Another way of analyzing steady state is in terms of response time, as you can see in the next graph.
During steady state, despite the added load of concurrent users, response time remains constant. For example, assume that the diagram represents a system in which steady state typically ranges from 0 to 100 concurrent users. Response time remains steady, despite the added load of users on the system. From point A to point B (1000 users), response time increases gradually. But after point B, which represents peak capacity, response time rises more dramatically as peak load is reached.
Designing for Peak Load or Steady State
When deciding your capacity goals, look at two factors: peak load and steady state. If your design point is peak load, then you must deploy a system that can sustain the expected maximum load of users and requests without a degradation in response time. This means that your system can handle the extreme cases of expected system load.
If your design point is steady state, then you don't have to deploy a system with all the resources required to handle the sever's expected peak load, or even the peak capacity; however, a system designed to support up to steady state load will have slower response time when peak load occurs.
Importance of Response Time
Remember peak capacity may not be able to meet the demands of the desired peak load.

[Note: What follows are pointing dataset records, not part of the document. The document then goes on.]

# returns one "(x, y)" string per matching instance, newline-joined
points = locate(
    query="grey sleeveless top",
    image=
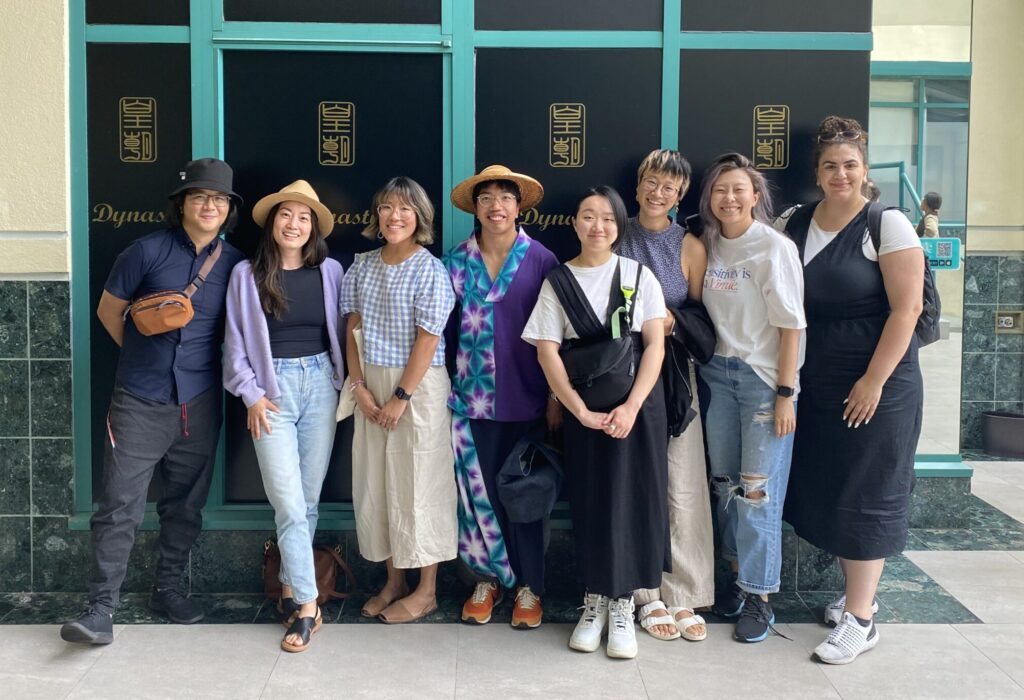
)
(660, 251)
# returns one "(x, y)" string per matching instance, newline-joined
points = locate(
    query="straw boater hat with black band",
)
(300, 190)
(530, 191)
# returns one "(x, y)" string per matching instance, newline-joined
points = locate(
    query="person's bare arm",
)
(903, 275)
(111, 312)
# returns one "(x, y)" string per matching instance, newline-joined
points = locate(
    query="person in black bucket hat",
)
(165, 410)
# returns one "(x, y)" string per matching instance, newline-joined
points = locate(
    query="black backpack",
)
(927, 329)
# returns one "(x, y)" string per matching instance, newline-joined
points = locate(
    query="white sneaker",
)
(622, 632)
(834, 612)
(587, 636)
(847, 641)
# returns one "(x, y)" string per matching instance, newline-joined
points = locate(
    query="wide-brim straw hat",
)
(530, 190)
(300, 190)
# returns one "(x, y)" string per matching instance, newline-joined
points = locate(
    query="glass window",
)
(893, 139)
(894, 91)
(945, 161)
(947, 90)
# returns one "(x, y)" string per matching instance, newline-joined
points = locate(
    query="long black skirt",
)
(616, 495)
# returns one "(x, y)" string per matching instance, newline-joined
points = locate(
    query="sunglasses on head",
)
(845, 135)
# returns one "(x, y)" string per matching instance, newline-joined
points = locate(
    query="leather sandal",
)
(378, 604)
(398, 613)
(686, 623)
(305, 627)
(648, 621)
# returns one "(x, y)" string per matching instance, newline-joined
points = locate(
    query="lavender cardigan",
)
(248, 363)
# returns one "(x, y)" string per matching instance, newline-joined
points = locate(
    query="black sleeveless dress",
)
(850, 488)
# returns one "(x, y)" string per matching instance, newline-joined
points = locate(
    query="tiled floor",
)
(951, 624)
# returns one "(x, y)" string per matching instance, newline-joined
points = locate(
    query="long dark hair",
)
(266, 263)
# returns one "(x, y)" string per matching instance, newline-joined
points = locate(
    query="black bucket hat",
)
(207, 173)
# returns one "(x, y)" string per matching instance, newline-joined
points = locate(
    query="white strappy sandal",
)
(685, 623)
(648, 622)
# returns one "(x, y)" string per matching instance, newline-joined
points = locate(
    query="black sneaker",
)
(756, 620)
(177, 608)
(94, 626)
(729, 600)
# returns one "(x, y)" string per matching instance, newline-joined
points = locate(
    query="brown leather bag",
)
(327, 562)
(162, 311)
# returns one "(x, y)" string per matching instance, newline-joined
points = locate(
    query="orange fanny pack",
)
(162, 311)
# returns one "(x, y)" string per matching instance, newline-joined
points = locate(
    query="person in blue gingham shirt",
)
(398, 299)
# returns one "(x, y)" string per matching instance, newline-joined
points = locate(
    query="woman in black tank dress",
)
(859, 412)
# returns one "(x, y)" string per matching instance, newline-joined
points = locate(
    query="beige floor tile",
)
(722, 667)
(370, 661)
(496, 661)
(915, 661)
(1003, 644)
(183, 661)
(35, 662)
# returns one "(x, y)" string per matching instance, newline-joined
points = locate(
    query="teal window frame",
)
(919, 73)
(455, 38)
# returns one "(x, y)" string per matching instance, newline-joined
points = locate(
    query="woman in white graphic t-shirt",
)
(754, 292)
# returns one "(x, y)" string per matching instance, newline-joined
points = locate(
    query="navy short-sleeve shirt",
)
(174, 366)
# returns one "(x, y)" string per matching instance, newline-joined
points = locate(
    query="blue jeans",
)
(747, 457)
(293, 460)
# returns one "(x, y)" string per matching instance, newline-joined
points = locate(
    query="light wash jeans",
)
(747, 456)
(293, 460)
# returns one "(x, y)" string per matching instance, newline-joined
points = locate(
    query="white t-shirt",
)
(897, 234)
(549, 321)
(754, 287)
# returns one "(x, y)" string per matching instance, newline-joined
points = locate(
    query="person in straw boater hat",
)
(283, 355)
(499, 393)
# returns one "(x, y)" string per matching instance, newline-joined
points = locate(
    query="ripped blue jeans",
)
(750, 469)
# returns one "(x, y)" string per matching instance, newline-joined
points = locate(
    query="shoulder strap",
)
(204, 271)
(579, 310)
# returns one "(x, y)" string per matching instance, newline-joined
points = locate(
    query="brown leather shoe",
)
(526, 613)
(478, 607)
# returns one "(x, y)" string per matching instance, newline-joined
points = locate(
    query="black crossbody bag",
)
(601, 363)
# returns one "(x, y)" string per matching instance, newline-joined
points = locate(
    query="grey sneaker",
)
(834, 612)
(94, 626)
(848, 641)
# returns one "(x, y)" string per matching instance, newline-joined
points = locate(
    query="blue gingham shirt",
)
(393, 301)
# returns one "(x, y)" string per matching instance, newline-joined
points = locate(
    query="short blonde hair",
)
(409, 191)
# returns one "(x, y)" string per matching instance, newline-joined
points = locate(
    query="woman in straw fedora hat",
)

However, even at peak capacity, the response time may be greater than the acceptable response time limit that you get at steady state. If 3 seconds is your limit or threshold, but the system at peak capacity processes requests at a response time greater than 3 seconds, then you must determine which areas of your system you'll adjust so as to reduce response time to the desired 3 second limit.
Frequency and Duration of Peak Load
Another issue that may affect whether or not you want to design for peak load or for steady state is how often your system is expected to handle the peak load. If peak load occurs several times a day or even per week, you may decide that this is enough time to warrant expanding the system's capacity to handle this load. If the system operates at steady state 90 percent of the time, and at peak only 10 percent of the time, then you may decide that you prefer deploying a system designed around steady state load. This means that 10 percent of the time your system's response time will be slower than the other 90 percent of the time. You decide if the frequency or duration of time that the system operates at peak justifies the need to add resources to your system, should this be required to handle peak load.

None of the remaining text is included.